La casa automobilistica, controllata dal governo di Pechino, sta negoziando un investimento in Italia in cambio di un ruolo più rilevante per la società tech nelle infrastrutture di telecomunicazione italiane, scrive il “Corriere”. Il tutto in un momento decisivo: le gare per il 5G sono in corso
Dongfeng, colosso dell’automobile controllato dal partito-stato cinese, starebbe chiedendo, in cambio di un investimento produttivo in Italia, un ruolo più importante nelle reti italiane per Huawei, società cinese che, per respingere le accuse di spionaggio per conto del governo cinese, ripete ormai da anni di essere privata? È quanto emerge da un articolo di Federico Fubini sul Corriere della Sera.
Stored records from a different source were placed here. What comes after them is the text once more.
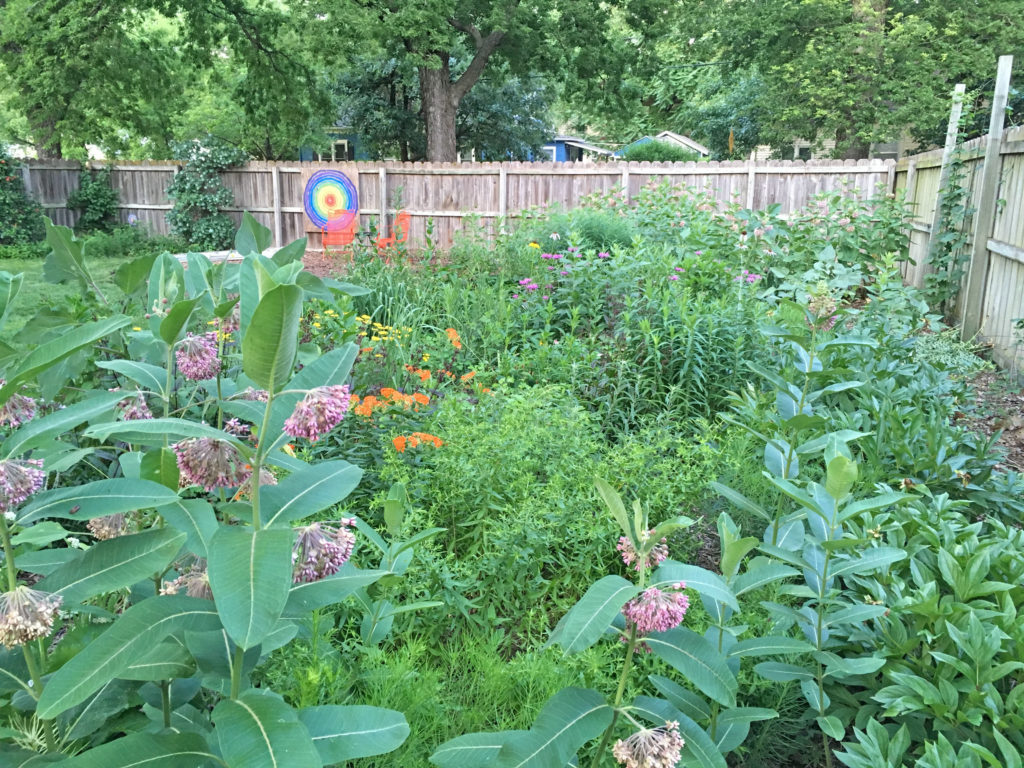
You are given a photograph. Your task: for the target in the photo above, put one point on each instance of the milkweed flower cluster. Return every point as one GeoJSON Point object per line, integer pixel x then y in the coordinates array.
{"type": "Point", "coordinates": [320, 412]}
{"type": "Point", "coordinates": [650, 748]}
{"type": "Point", "coordinates": [109, 526]}
{"type": "Point", "coordinates": [19, 478]}
{"type": "Point", "coordinates": [195, 582]}
{"type": "Point", "coordinates": [632, 557]}
{"type": "Point", "coordinates": [26, 614]}
{"type": "Point", "coordinates": [197, 356]}
{"type": "Point", "coordinates": [211, 463]}
{"type": "Point", "coordinates": [655, 610]}
{"type": "Point", "coordinates": [17, 410]}
{"type": "Point", "coordinates": [322, 549]}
Il titolo è un programma: “Dongfeng, ecco le (pesanti) richieste cinesi in cambio dell’investimento in Italia”. Oltre alle pressioni sui dazi e alla richiesta di una mappatura di dove e come poter apprendere la cooperazione nell’intelligenza artificiale, i negoziatori cinesi hanno “iniziato a sollecitare il governo su un ruolo di Huawei nelle infrastrutture di telecomunicazioni in Italia”, si legge. Spiega il Corriere che, dopo le misure annunciate dalla Commissione europea sui fornitori ad alto rischio nelle reti, “dalla Cina si punta a un ritorno del gruppo di Shenzhen”, ovvero Huawei, “in Europa attraverso l’Italia, forse facendo leva sulle soluzioni di connettività delle auto”.
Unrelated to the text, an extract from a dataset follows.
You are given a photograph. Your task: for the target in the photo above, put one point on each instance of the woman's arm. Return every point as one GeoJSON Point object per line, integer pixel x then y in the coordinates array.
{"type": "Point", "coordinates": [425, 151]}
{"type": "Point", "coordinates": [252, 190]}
Come sui dazi, Pechino sembra sperare di trovare in Roma una sponda, anche giocando sul partenariato strategico da ricostruire dopo il mancato rinnovo del memorandum d’intesa sulla Belt and Road Initiative, la cosiddetta Via della Seta. E su questo, spesso i funzionari cinesi ricordano ai colleghi italiani che la decisione è stata di Roma.
È un momento decisivo per il 5G in Italia: è la fase di transizione verso lo standalone, ovvero verso un’infrastruttura completamente autonoma con vantaggi in termini di velocità, autonomia e sicurezza. Come raccontato recentemente su Formiche.net, per la parte core della rete gli operatori italiani stanno utilizzando, come indicato dai governi che si sono succeduti con lo strumento Golden power, soltanto fornitori occidentali. Evitando, dunque, Huawei e Zte, le due aziende cinesi che già nel 2019 il Copasir, in una relazione al Parlamento, suggeriva di escludere (come hanno fatto diversi Paesi, ultima la Germania) dalla rete 5G italiana alla luce di due leggi cinesi – la National Security Law e la Cyber Security Law – che permettono agli organi dello Stato e alle strutture di intelligence di “fare pieno affidamento sulla collaborazione di cittadini e imprese”. Nella parte radio dell’infrastruttura, invece, i fornitori cinesi mantengono una presenza importante: secondo stime di settore, oltre metà della rete radiomobile di Roma è realizzata con apparati di Huawei e Zte, che servono ministeri, ambasciate e altre strutture sensibili nella capitale, oltre che imprese e cittadini; stesso dicasi per Milano e altre città importanti d’Italia.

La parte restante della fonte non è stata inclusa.